GSA 2020 Connects Online

Paper No. 94-3
Presentation Time: 6:05 PM

A STUDY OF CLAST COMPOSITIONS IN GLACIAL TILL OF THE COPPER FALLS FORMATION IN ASHLAND COUNTY, WISCONSIN


BACHMEIER, Trish, Geoscience, Northland College, 1411 Ellis Avenue, Ashland, WI 54806 and FITZ, Tom, Department of Geoscience, Northland College, 1411 Ellis Ave S., Ashland, WI 54806

The Copper Falls Formation of Northern Wisconsin is an extensive Late Wisconsin-age till sheet deposited by the Chippewa Sublobe of the Laurentide Ice Sheet. It is distinguished by its reddish-brown color and gravelly sand texture.
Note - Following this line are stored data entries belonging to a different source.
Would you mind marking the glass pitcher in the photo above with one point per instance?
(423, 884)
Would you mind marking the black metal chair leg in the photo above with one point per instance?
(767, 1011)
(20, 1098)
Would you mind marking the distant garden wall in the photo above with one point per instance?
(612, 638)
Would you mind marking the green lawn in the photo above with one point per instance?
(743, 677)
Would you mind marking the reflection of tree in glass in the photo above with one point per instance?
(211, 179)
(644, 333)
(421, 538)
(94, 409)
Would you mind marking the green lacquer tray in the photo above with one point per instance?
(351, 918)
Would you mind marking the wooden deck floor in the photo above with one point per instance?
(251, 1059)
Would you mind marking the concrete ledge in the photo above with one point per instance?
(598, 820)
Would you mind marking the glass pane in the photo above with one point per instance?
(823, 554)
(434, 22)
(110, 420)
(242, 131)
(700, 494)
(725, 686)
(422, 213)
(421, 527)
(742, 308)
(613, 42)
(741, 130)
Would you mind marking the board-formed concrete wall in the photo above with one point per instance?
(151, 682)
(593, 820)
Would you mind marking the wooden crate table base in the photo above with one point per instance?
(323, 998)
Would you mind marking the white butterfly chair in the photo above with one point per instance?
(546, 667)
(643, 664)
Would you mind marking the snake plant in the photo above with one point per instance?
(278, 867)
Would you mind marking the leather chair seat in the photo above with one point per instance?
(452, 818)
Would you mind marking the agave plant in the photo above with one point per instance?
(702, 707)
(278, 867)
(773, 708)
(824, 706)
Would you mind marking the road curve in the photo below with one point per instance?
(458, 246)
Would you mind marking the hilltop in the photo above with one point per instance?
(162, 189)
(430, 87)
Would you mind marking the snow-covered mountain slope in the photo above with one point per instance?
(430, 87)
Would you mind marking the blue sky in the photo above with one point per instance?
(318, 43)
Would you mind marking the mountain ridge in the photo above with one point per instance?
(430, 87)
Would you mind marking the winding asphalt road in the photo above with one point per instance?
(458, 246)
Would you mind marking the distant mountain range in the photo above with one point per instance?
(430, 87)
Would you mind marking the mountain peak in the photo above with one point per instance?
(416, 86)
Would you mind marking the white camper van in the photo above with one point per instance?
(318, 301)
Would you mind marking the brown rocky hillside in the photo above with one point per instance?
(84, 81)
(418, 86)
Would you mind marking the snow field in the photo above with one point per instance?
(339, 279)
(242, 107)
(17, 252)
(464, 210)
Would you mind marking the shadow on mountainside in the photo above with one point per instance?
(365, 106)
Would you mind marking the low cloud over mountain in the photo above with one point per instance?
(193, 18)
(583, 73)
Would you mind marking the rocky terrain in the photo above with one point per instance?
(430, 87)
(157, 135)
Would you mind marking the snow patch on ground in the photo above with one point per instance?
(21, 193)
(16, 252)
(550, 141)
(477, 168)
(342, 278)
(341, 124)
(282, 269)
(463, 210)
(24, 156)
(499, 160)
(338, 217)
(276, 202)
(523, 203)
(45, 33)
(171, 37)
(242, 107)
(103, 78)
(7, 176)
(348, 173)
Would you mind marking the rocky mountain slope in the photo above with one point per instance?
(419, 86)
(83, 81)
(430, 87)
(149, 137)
This study is being undertaken to characterize the mineral and rock composition in the formation in Ashland County, attempt to link clasts to their source regions, and determine whether hazardous minerals are present. Six sites have been studied along a 25-km transect approximately parallel to ice flow direction near Mellen, Wisconsin. This area is especially well suited for clast provenance studies because the bedrock contains distinctive rock types and the glacial ice flow direction was nearly perpendicular to the strike of bedrock formations. 3172 clasts have been identified in the field; sand has been studied microscopically as bulk samples and heavy mineral separates; and fine clasts have been analyzed with XRD. Lithologies in the coarse clastics are: sandstone 42% (mostly pebbles, not larger), gabbro 12%, granite 10%, gneiss 10%, quartzite 10%, basalt 8%, rhyolite 4%, others 4%. The sand is about 60% quartz, 10% each of feldspar, sedimentary rocks, igneous and metamorphic rocks, and heavy mineral grains. The fine fraction is similar but contains montmorillonite clay. As expected, for the rock fragments there is a strong correlation between persistence in till and rock hardness. This is well illustrated by hard granitic gneiss clasts that must have been transported long distances across the 250 km-wide Mid-continent Rift, distinctive non-resistant boulders of Copper Harbor Conglomerate that are abundant near their bedrock source in the Gogebic Range but are not persistent to the south, and sandstone derived from the Lake Superior syncline that is abundant in the north and decreases southward. A few sand-sized clasts containing distinctive asbestiform amphiboles have been found in the south, possibly sourced from gabbro or meta-BIF of the Gogebic Range. Results from this 25-km transect cannot be extrapolated far beyond the study area but they do demonstrate the region is well suited for clast provenance studies and that the Copper Falls Formation consists of a mixture of locally derived and resistant far-travelled clasts.